What is mzPeak?
mzPeak is a next-generation open file format for mass spectrometry data — designed as the successor to mzML. It keeps everything mzML can describe, but stores it in a layout built for today's data volumes and cloud workflows.
The idea in one line
An mzPeak file is a ZIP archive of Apache Parquet tables plus a small JSON index — columnar, compressed, randomly addressable, and self-describing.
Why a new format?
- Size. Spectra are columnar and compressed, so a file is typically a fraction of the equivalent mzML — without losing a single data point.
- Speed & cloud-native access. Parquet's column + row-group layout means a reader can fetch just the bytes it needs over an HTTP range request. Open one spectrum from a multi-gigabyte run in a browser, with no download.

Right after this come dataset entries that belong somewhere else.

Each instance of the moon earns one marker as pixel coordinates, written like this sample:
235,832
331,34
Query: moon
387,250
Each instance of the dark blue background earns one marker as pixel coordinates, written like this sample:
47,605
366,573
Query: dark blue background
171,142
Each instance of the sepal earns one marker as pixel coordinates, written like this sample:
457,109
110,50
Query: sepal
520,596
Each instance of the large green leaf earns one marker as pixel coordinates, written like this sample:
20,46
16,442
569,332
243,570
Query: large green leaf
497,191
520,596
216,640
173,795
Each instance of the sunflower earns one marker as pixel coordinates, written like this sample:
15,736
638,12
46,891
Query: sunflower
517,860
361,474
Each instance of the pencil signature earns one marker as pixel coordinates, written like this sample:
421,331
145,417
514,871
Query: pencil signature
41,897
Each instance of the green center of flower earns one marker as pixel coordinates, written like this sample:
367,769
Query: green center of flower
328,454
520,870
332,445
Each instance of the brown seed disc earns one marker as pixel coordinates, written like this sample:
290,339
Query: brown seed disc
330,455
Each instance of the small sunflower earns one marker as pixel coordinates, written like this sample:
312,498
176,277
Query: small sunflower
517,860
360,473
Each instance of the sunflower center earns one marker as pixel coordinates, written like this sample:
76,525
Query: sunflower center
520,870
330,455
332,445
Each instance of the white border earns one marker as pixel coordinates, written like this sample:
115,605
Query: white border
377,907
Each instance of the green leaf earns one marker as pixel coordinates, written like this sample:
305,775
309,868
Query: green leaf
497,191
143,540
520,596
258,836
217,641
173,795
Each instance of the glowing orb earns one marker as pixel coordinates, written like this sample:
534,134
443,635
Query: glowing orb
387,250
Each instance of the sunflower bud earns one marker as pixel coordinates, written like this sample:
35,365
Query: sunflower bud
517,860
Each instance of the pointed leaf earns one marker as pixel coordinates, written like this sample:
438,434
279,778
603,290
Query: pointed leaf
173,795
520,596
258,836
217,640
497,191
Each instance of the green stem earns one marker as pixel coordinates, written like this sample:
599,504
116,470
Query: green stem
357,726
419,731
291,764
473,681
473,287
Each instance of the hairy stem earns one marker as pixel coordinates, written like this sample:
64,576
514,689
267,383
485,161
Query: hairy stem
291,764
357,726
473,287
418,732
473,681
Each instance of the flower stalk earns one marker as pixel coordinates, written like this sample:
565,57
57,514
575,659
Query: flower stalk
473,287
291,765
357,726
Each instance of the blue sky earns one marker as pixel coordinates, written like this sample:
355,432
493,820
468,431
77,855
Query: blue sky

- Interoperable by design. The structure is language-independent (ZIP + Parquet are everywhere), and the semantics are anchored in the PSI-MS controlled vocabulary — the same vocabulary the community already uses. A versioned validator checks conformance.
- Extensible without forking. New kinds of data attach through documented entity-type and data-kind mechanisms, so the format grows by extension rather than by incompatible variants.
Smaller, on real data
Across three families of public datasets, mzPeak is consistently about half the size of the original vendor raw file — and a fraction of the equivalent mzML. Browse the example data ↗, or see the per-instrument numbers on the home page.
What's inside an archive
| Member | What it holds |
|---|---|
*_data.parquet | the signal: m/z + intensity (and ion-mobility, etc.) as sorted columns |
metadata | instrument, software, samples, run description, controlled-vocabulary declarations |
mzpeak_index.json | the manifest — what members exist and how to find them |
Other members | optional embedded artifacts: optical images, SDRF/ISA sample metadata, provenance |
Governance
mzPeak is developed as an open community effort under HUPO-PSI (the Proteomics Standards Initiative). The canonical specification and the reference implementation are public — see Tools.